Atsushi Watanabe established the criteria for omitting chest-tube placement in pulmonary wedge resection [3]: (1) absence of air leaks during intraoperative alternative sealing test, (2) absence of bullous or emphysematous changes on inspection, (3) absence of severe pleural adhesions, and (4) absence of prolonged pleural effusion requiring chest drainage preoperatively [2]. Accumulating experience in the drainless technique for minimally invasive pulmonary wedge resection in our center has allowed us to extend the technique to a more extensive pulmonary surgical procedure such as pulmonary lobectomy. To prevent and reduce air leakage after lobectomy in patients with lung cancer, a precise preoperative evaluation and adequate intraoperative management are crucial for the success of drainless minimally invasive pulmonary lobectomy. The preoperative evaluation includes a lung-function test and transthoracic echocardiogram, and imaging by radiological examination helps to identify the high risk of patients for air leakage or massive pleural effusion after surgery and to modify the decisions for the surgical procedure, including the fine fissureless technique [16,17,18,19]. In agreement with the previous studies [20], an asymptomatic subcutaneous emphysema and residual pneumothorax are frequently detected on chest X-ray (Figure 1), none of which required a further drainage procedure after surgery. The tip of the intraoperative JP drain is suggested to be placed around the space around the intra-thoracic apex to ensure a complete lung expansion after surgery. There is no standardized method to detect intraoperative air leakage immediately after completion of the surgical procedures, including the use of a chest tube connected with a chest bottle [3,6,21], a chest tube connected with a suction system [14], a two-lumen catheter placement [22], and a digital chest drainage system [23,24]. From our experience, the negative pressure created by the J-P ball intraoperatively could provide a simple way to identify air leaks after surgical procedures of pulmonary lobectomy and help ensure the success of the drainless technique after surgery.

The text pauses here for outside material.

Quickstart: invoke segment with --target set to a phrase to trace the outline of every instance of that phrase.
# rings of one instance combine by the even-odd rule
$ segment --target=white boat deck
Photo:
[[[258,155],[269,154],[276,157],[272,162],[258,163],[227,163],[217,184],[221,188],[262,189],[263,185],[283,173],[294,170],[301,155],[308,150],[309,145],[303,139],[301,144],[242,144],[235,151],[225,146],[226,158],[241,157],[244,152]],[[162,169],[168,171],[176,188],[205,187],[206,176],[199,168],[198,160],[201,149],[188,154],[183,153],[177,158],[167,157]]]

Several strategies have been introduced in preventing air leaks after pulmonary lobectomy, including the use of tissue sealants or buttressing staple lines [24,25,26,27]. However, no sealants were applied after surgery in the current series. Although there were patients presenting with self-limited subcutaneous emphysema, no patients required further drainage intervention after surgery. It is our belief that a gentle and delicate tissue dissection during pulmonary lobectomy contributes to reducing possibilities of lung parenchyma injury and increases the chances of the drainless procedure, despite the absence of tissue sealants. The clinical value of using tissue sealant in these patients requires evaluation by evidence provided by a prospective randomized trial in the future.

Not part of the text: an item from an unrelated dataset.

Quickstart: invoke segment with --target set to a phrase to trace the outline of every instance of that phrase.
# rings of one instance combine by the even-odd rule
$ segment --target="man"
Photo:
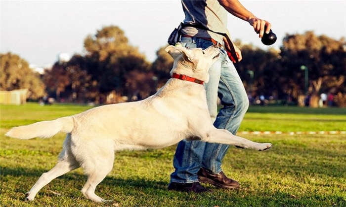
[[[181,30],[182,46],[204,49],[213,44],[222,45],[220,57],[211,68],[210,79],[205,85],[208,109],[216,127],[236,134],[248,109],[249,100],[226,51],[233,50],[237,56],[231,57],[234,62],[241,60],[242,55],[240,50],[230,45],[233,43],[220,33],[229,35],[228,12],[249,22],[260,38],[264,32],[269,33],[271,25],[256,17],[238,0],[181,0],[181,2],[185,15],[184,24],[192,25]],[[223,107],[217,114],[218,95]],[[221,161],[228,147],[228,145],[198,141],[180,141],[174,157],[175,171],[171,175],[168,189],[196,193],[209,191],[199,181],[223,188],[239,188],[239,183],[227,177],[221,169]]]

Our study is limited by its retrospective nature and the constraint from single-center series cases. The patients under careful selection for the drainless surgery do not represent the general population receiving pulmonary lobectomy. In particular, this study excludes the patients with COPD history or emphysematous change of lung on inspection during surgery, which might be more frequently present in the countries where smoking accounts for the major risk factor for developing lung cancer [28]. In addition, it is unclear about other specific surgical intervention procedures, i.e., the lymph node dissection or vascular control, etc., apart from the routine pulmonary lobectomy procedure, also has an impact on an uneventful drainless postoperative course. Therefore, the results should be carefully interpreted.

In conclusion, the results of the current study indicate that drainless procedure is feasible for selected patients undergoing minimally invasive pulmonary lobectomy. This technique may reduce the presence of significant wound pain on the first postoperative day. Nevertheless, further studies are warranted to confirm the clinical value of drainless lobectomy in treating lung cancer.